Choice Between Partial Trajectories: Disentangling Goals from Beliefs
Henrik Marklund, Benjamin Van Roy
TL;DR
This work addresses learning human preferences for AI alignment from choices over partial trajectories. It proposes a bootstrapped return model, $\sum_{t=0}^{T-1} r(s_t,a_t) + V(s_T)$, to capture both goals and agents' beliefs about future dynamics, and proves an Alignment Theorem showing that, under two axioms, human preferences over partial trajectories can be represented by a reward function that expresses preferences over infinite trajectory lotteries. The paper develops a practical reward-learning framework using a logit model over bootstrapped returns, demonstrates robustness to incorrect beliefs, and compares against partial return and cumulative advantage models, highlighting improved disentanglement of goals from beliefs. It also discusses the implications for RLHF and IRL, and outlines extensions to uncertain beliefs and partial observability. Overall, bootstrapped return offers a principled, robust approach to learning aligned rewards from human choices in complex environments.
Abstract
As AI agents generate increasingly sophisticated behaviors, manually encoding human preferences to guide these agents becomes more challenging. To address this, it has been suggested that agents instead learn preferences from human choice data. This approach requires a model of choice behavior that the agent can use to interpret the data. For choices between partial trajectories of states and actions, previous models assume choice probabilities are determined by the partial return or the cumulative advantage. We consider an alternative model based instead on the bootstrapped return, which adds to the partial return an estimate of the future return.
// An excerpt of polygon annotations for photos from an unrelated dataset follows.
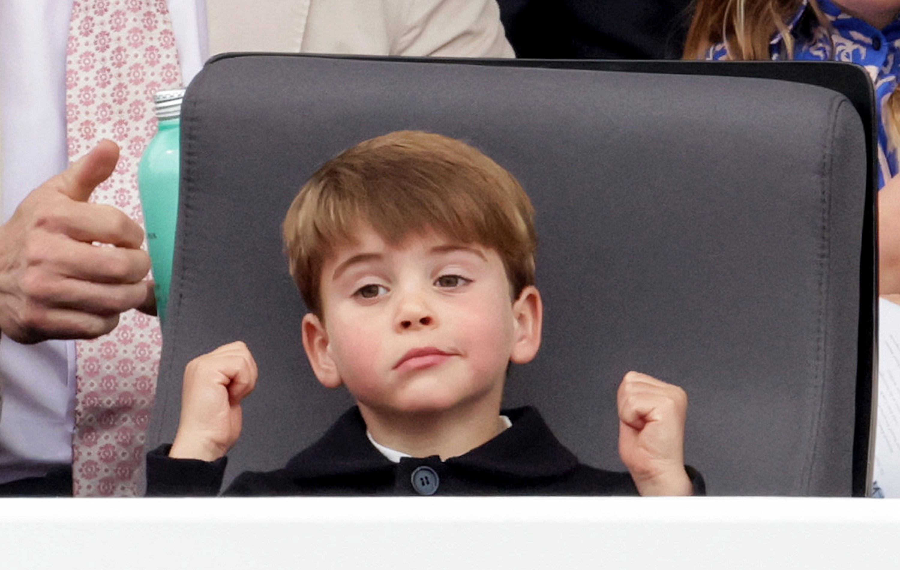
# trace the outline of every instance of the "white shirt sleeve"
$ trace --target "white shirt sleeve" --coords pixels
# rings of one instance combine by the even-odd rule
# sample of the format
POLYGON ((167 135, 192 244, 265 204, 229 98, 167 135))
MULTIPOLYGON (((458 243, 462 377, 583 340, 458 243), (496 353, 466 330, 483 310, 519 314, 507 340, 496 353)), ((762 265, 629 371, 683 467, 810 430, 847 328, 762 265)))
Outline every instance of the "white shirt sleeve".
MULTIPOLYGON (((205 0, 168 0, 185 81, 206 58, 205 0)), ((68 164, 66 43, 70 0, 0 0, 0 136, 5 222, 68 164)), ((72 460, 72 341, 0 340, 0 484, 72 460)))

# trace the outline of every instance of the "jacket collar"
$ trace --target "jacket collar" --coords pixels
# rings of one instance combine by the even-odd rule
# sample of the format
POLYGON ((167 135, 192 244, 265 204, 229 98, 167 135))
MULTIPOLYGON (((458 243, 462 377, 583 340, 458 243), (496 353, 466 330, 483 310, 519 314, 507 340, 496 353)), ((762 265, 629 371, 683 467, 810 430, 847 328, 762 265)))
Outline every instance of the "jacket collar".
MULTIPOLYGON (((498 476, 559 476, 578 466, 569 451, 532 407, 506 410, 512 427, 487 443, 445 462, 448 468, 491 473, 498 476)), ((409 459, 407 459, 409 460, 409 459)), ((298 478, 390 472, 396 467, 365 436, 365 422, 356 406, 346 412, 314 444, 294 456, 287 475, 298 478)))

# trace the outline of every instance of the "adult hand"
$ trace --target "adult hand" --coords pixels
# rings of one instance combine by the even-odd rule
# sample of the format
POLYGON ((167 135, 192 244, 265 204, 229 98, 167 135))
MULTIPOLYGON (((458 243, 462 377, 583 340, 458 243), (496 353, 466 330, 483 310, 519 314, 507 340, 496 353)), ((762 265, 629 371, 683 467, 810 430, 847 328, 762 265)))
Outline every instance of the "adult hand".
POLYGON ((112 206, 87 203, 118 159, 119 147, 100 141, 0 226, 0 330, 14 340, 94 338, 119 313, 153 306, 143 230, 112 206))
POLYGON ((878 294, 900 294, 900 176, 878 191, 878 294))
POLYGON ((240 435, 240 402, 253 392, 258 374, 253 355, 239 340, 187 363, 169 457, 215 461, 227 454, 240 435))
POLYGON ((625 375, 616 394, 619 456, 642 495, 689 495, 684 468, 688 395, 638 372, 625 375))

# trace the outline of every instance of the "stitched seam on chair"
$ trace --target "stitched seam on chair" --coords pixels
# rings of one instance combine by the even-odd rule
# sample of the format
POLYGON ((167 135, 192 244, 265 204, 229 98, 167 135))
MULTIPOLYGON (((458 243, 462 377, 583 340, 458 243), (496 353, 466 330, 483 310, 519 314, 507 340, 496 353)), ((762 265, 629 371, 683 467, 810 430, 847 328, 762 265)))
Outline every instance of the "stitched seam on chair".
MULTIPOLYGON (((191 195, 184 192, 184 200, 182 200, 181 191, 186 190, 188 186, 194 181, 194 171, 195 170, 195 157, 196 152, 194 151, 193 146, 194 142, 196 140, 194 136, 195 132, 195 123, 197 122, 196 113, 186 113, 187 121, 184 120, 186 108, 190 106, 192 110, 196 111, 200 106, 199 102, 188 101, 186 98, 182 101, 182 118, 180 125, 180 135, 181 140, 179 142, 179 153, 181 155, 181 173, 179 174, 179 179, 181 186, 179 187, 178 195, 178 217, 184 217, 184 223, 182 224, 184 229, 184 236, 181 236, 181 240, 178 240, 176 234, 176 250, 173 252, 173 267, 172 267, 172 276, 169 280, 169 299, 168 306, 166 311, 168 312, 167 320, 172 320, 173 316, 177 315, 181 312, 181 300, 183 297, 183 290, 187 283, 190 283, 190 279, 185 278, 185 274, 191 270, 190 263, 186 263, 184 259, 184 244, 188 241, 187 234, 193 226, 189 222, 189 216, 191 214, 191 204, 188 204, 188 200, 191 198, 191 195), (180 271, 176 271, 175 261, 177 259, 181 263, 179 264, 180 271), (173 295, 172 293, 177 291, 178 295, 173 295)), ((158 433, 156 434, 158 438, 162 436, 166 426, 168 425, 166 421, 169 410, 167 408, 168 398, 166 397, 166 390, 159 390, 159 379, 160 378, 181 378, 182 373, 179 370, 174 370, 175 368, 175 358, 172 358, 169 355, 176 351, 176 347, 178 346, 177 338, 177 328, 174 326, 166 327, 166 332, 168 337, 163 339, 163 354, 160 355, 160 366, 157 373, 157 385, 156 385, 156 394, 154 394, 154 412, 153 414, 156 415, 159 421, 157 422, 158 433), (162 362, 165 357, 166 361, 166 369, 162 369, 162 362)), ((171 385, 171 382, 166 382, 166 387, 171 385)), ((180 383, 176 383, 176 385, 180 385, 180 383)))
POLYGON ((828 268, 831 265, 831 190, 832 185, 833 184, 833 167, 834 167, 834 149, 837 143, 837 126, 838 126, 838 117, 841 115, 841 108, 847 104, 846 99, 841 96, 835 96, 832 99, 832 104, 830 109, 829 117, 831 121, 828 124, 828 129, 825 132, 825 136, 823 137, 824 144, 822 149, 822 168, 821 168, 821 188, 820 188, 820 207, 822 210, 822 226, 821 226, 821 235, 819 237, 819 306, 818 306, 818 323, 817 323, 817 332, 816 332, 816 355, 815 355, 815 366, 813 369, 815 372, 815 389, 818 392, 815 394, 814 400, 816 401, 815 414, 812 419, 813 425, 812 434, 813 434, 813 448, 807 457, 807 464, 805 466, 804 474, 804 494, 809 494, 813 488, 814 475, 817 475, 814 473, 814 466, 815 466, 817 459, 824 453, 822 448, 824 445, 823 441, 823 424, 824 423, 824 410, 825 410, 825 374, 827 371, 827 361, 828 361, 828 333, 827 333, 827 314, 828 314, 828 299, 830 294, 830 284, 828 268))

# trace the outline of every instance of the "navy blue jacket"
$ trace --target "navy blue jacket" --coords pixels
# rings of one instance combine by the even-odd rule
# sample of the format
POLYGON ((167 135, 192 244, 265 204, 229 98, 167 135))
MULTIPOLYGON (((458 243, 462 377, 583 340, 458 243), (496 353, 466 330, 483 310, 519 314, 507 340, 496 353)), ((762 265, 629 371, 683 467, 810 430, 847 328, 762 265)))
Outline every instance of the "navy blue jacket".
MULTIPOLYGON (((356 407, 287 465, 267 473, 246 472, 226 495, 634 495, 627 473, 596 469, 556 439, 536 410, 504 411, 512 421, 493 439, 457 457, 403 458, 392 463, 365 435, 356 407), (413 477, 413 474, 417 477, 413 477)), ((168 446, 148 454, 147 494, 215 495, 226 457, 214 462, 172 459, 168 446)), ((695 494, 703 478, 688 467, 695 494)))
Benefits of the bootstrapped return model stem from its treatment of human beliefs. Unlike partial return, choices based on bootstrapped return reflect human beliefs about the environment. Further, while recovering the reward function from choices based on cumulative advantage requires that those beliefs are correct, doing so from choices based on bootstrapped return does not. To motivate the bootstrapped return model, we formulate axioms and prove an Alignment Theorem. This result formalizes how, for a general class of preferences, such models are able to disentangle goals from beliefs. This ensures recovery of an aligned reward function when learning from choices based on bootstrapped return. The bootstrapped return model also affords greater robustness to choice behavior. Even when choices are based on partial return, learning via a bootstrapped return model recovers an aligned reward function. The same holds with choices based on the cumulative advantage if the human and the agent both adhere to correct and consistent beliefs about the environment. On the other hand, if choices are based on bootstrapped return, learning via partial return or cumulative advantage models does not generally produce an aligned reward function.